Esto pronto se convertiría en una situación de frustración para mí. No tenía a quién acercarme, por ningún motivo podía platicarlo con mi familia; yo sentía que me iban a mandar a un psiquiatra y mis amigos y amigas en muchos casos traté de decirles cómo me sentía y el por qué, pero nunca me comprendieron, para ellos sólo estaba jugando, sólo decían “ajá si, eres gay”

No tenía las herramientas y la información necesarias. Yo sentía que algo estaba mal conmigo, era una persona extraña y pensaba que no era normal que me pudieran gustar ambos géneros, no era homosexual porque me gustaban las mujeres, pero tampoco podía ser heterosexual porque me gustaban los hombres.

A finales de mi etapa en la secundaria, conocí una chica que me ayudó bastante a aclarar mis ideas, me hizo darme cuenta que no estaba mal lo que sentía y lo que me gustaba. Esta amiga trabajaba en una organización civil dedicada a la planeación familiar y la salud sexual. Ella comenzó a involucrarme en sociedad civil a mis trece años y comencé a llenarme de herramientas e información.

Aquí descubrí que yo era “bisexual”, una categoría bastante rara y nueva para mí, que realmente significa el gusto por las personas sin importar su género, es decir, que lo atractivo que veo en las personas va más allá de lo físico, eso es bastante complejo pero me hace sentir feliz.
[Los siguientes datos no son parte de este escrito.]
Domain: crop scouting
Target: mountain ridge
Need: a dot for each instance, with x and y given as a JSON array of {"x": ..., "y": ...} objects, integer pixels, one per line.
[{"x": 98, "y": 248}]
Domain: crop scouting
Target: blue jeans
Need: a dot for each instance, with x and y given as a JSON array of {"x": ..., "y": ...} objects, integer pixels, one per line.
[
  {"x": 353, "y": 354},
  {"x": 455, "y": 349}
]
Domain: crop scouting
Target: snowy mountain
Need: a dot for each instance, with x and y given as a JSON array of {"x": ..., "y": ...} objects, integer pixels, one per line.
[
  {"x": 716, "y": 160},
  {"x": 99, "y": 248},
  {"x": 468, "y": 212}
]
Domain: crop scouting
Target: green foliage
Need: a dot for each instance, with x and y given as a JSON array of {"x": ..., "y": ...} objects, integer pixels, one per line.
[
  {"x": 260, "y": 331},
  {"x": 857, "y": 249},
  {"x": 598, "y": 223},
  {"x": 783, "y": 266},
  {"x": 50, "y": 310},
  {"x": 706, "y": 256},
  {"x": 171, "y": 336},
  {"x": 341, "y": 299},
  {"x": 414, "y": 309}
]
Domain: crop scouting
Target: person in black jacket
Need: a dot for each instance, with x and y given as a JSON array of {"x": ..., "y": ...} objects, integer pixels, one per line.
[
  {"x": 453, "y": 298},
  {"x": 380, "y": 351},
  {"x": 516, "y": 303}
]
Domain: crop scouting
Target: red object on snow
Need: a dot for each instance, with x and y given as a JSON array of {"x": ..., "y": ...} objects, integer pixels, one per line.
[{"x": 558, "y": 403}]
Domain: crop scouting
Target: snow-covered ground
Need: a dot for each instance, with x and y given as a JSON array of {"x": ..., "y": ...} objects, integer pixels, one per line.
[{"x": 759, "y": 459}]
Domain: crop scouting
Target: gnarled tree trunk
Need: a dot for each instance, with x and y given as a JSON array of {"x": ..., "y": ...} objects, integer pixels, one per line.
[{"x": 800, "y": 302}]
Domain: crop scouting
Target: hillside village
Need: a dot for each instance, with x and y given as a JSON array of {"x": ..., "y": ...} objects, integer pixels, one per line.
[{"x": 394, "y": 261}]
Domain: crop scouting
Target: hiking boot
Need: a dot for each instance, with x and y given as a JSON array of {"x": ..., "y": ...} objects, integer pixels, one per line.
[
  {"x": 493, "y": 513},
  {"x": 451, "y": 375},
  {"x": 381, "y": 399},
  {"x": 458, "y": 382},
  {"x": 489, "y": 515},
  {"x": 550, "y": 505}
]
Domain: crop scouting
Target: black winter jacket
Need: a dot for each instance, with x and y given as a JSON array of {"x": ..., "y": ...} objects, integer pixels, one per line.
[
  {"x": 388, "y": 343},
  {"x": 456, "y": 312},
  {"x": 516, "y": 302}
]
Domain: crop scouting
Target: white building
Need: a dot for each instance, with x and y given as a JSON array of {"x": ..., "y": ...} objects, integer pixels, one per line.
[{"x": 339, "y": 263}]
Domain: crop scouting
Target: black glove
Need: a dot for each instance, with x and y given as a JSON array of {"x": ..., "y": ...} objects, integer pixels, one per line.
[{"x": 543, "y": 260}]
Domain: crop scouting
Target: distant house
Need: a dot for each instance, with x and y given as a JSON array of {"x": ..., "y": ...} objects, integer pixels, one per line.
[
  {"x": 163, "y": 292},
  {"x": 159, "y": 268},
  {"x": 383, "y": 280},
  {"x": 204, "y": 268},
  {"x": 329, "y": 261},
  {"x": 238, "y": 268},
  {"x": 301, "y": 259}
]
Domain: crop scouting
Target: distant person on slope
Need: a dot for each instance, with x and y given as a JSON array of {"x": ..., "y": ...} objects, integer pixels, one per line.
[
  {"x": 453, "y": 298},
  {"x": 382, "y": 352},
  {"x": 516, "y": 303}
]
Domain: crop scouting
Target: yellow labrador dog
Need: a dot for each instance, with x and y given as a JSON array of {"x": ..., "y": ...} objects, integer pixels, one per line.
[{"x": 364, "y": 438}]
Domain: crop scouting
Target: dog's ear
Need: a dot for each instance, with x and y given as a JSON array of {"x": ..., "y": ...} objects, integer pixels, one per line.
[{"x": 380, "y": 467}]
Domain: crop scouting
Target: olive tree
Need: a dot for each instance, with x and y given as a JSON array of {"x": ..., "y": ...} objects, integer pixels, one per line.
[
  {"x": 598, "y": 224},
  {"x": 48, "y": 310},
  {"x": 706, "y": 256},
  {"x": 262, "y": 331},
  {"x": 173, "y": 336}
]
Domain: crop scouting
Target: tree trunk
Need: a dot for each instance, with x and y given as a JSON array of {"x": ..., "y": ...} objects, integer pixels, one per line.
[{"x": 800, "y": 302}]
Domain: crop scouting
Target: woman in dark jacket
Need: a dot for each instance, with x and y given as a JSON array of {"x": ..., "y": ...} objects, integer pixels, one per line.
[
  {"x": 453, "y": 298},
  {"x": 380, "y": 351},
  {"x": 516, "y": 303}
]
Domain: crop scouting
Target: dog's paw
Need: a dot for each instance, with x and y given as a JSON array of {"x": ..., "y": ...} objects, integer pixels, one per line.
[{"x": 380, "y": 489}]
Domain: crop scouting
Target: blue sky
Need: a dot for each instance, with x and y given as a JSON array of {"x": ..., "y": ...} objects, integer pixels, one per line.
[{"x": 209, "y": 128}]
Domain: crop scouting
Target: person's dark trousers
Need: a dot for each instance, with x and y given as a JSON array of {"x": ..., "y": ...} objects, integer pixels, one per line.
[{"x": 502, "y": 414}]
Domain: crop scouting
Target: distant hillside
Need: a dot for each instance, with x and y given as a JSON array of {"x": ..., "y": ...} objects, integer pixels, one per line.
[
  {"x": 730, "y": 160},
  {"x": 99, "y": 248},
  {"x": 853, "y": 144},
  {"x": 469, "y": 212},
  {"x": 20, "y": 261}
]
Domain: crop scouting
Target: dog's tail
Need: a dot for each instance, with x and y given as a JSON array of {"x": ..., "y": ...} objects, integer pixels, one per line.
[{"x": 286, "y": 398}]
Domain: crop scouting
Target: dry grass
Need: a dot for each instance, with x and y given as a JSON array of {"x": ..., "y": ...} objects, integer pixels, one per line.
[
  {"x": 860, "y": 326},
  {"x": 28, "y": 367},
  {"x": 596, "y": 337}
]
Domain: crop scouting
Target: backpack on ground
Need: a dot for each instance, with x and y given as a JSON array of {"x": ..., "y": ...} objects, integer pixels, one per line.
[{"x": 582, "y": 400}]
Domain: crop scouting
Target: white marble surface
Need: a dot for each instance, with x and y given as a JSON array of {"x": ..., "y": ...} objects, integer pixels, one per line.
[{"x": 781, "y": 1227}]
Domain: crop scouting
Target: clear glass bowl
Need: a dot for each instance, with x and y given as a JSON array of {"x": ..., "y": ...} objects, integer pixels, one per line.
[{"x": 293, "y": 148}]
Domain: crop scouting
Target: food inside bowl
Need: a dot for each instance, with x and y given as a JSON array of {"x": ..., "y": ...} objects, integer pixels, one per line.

Alguna vez la chica que comenzó a involucrarme en sociedad civil me dijo: “esa confusión que tú llegaste a tener y esos malos ratos, también los tienen otras personas y la mejor manera de contribuir es visibilizando el tema y las experiencias”.

Ilustración: Kiv Bui

Lo que me dijo mi amiga aquella vez me hizo sentir mucho mejor, me hizo darme cuenta que somos muchas personas bisexuales, tal vez los hombres menos visibles, ya que como hombre te catalogan de gay, aunque seas bisexual. Lo importante es que la bisexualidad es mucho más interesante que sólo el gusto por ambos sexos, es romper esta idea de dualismo que nos han implantado a través de los años, romper con la idea de bueno-malo, hombre-mujer, feo-bonito, esto es el dualismo y ¿por qué no nos pueden gustar ambas cosas?, esto es romper con los estereotipos, romper con lo que creemos que es normal.

Si la sexualidad en mi familia era un tema lleno de estereotipos y tabúes, se convertía en algo extremadamente malo que hubiera un chico bisexual. Con el paso de los años me dí a  la tarea de ir rompiendo en mi familia dichos estereotipos, es una tarea ardua pero es posible. Lo importante es visibilizar y que hay distintas formas de vivir la sexualidad y hay distintas formas de tener una orientación sexual.